The document mapping display device according to claim 2, wherein the accumulation detection unit detects an accumulation area based on the density of the plurality of documents in a predetermined area present on the two-dimensional plane.

The document mapping display device according to claim 2, in which any number of accumulation areas can be specified for the accumulation areas.

The document mapping display device according to claim 2, wherein the time series change output unit displays time series change points in the accumulation area of the plurality of documents on the two-dimensional plane as circles and displays the circles as lines connecting each other.

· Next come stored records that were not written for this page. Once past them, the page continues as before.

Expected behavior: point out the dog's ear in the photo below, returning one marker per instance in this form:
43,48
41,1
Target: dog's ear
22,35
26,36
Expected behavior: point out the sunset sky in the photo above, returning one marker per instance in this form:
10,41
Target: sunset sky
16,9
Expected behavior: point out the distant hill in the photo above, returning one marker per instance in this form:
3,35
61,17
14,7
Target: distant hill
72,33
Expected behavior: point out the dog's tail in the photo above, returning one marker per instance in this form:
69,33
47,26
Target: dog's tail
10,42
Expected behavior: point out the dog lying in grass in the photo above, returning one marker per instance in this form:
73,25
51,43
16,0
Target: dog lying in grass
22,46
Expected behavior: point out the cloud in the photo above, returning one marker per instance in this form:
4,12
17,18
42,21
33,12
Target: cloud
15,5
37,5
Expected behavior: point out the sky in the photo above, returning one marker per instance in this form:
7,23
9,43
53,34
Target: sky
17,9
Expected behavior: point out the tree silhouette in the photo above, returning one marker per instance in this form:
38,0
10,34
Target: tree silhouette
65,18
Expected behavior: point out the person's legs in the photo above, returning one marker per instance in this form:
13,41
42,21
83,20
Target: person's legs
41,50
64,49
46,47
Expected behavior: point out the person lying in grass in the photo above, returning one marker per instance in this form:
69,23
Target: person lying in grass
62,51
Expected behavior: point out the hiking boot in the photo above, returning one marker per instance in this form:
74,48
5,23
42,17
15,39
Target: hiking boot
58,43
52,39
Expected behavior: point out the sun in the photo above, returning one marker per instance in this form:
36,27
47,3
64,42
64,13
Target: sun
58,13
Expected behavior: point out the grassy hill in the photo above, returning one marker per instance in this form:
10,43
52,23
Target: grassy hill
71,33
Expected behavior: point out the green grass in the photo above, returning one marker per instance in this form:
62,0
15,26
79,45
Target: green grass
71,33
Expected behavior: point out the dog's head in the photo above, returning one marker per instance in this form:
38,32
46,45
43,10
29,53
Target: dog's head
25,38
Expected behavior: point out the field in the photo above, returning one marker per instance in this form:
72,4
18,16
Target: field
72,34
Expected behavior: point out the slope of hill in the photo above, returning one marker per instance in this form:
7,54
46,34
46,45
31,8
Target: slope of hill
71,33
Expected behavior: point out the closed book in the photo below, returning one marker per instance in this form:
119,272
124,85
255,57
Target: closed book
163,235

The document mapping display device according to claim 2, wherein the time series change output unit displays the degree of growth on the two-dimensional plane using a type of arrow.

The computer
A document acquisition step of acquiring a plurality of documents;
a sentence acquisition step of acquiring a predetermined sentence from the plurality of documents;
a document arrangement step of arranging the plurality of documents on a two-dimensional plane according to similarities between predetermined sentences included in each of the plurality of documents;
an extraction step of extracting a time series change in the number of documents in a predetermined area on the two-dimensional plane;
a calculation step of calculating a growth rate based on a time series change in the number of documents in a predetermined area present on the two-dimensional plane;
and outputting the growth degree.

On the computer,
A document acquisition function that acquires multiple documents;
A text acquisition function for acquiring a specified text from a plurality of documents;
a document arrangement function for arranging the plurality of documents on a two-dimensional plane in accordance with similarities between predetermined sentences contained in each of the plurality of documents;
an extraction function for extracting a time series change in the number of documents in a predetermined area on the two-dimensional plane;
a calculation function for calculating a growth rate based on a time series change in the number of documents in a predetermined area present on the two-dimensional plane;
and an output function for outputting the growth degree.

The computer
A document acquisition step of acquiring a plurality of documents;
a sentence acquisition step of acquiring a predetermined sentence from the plurality of documents;
a document arrangement step of arranging the plurality of documents on a two-dimensional plane according to similarities between predetermined sentences included in each of the plurality of documents;
an extraction step of extracting a time series change in the number of documents in a predetermined area on the two-dimensional plane;
a calculation step of calculating a growth rate based on a time series change in the number of documents in a predetermined area present on the two-dimensional plane;
an accumulation detection step of detecting an accumulation region based on the plurality of documents in a predetermined region existing on the two-dimensional plane;
and a time series change output step of displaying on a two-dimensional plane the degree of growth in a predetermined region and time series change points in the two-dimensional plane of the accumulation region.

On the computer,
A document acquisition function that acquires multiple documents;
A text acquisition function for acquiring a predetermined text from the plurality of documents;
a document arrangement function for arranging the plurality of documents on a two-dimensional plane in accordance with similarities between predetermined sentences contained in each of the plurality of documents;
an extraction function for extracting a time series change in the number of documents in a predetermined area on the two-dimensional plane;
a calculation function for calculating a growth rate based on a time series change in the number of documents in a predetermined area present on the two-dimensional plane;
an accumulation detection function for detecting an accumulation region based on the plurality of documents in a predetermined region existing on the two-dimensional plane;
and a time series change output function for displaying on a two-dimensional plane the degree of growth in a predetermined area and time series change points in the two-dimensional plane of the accumulation area.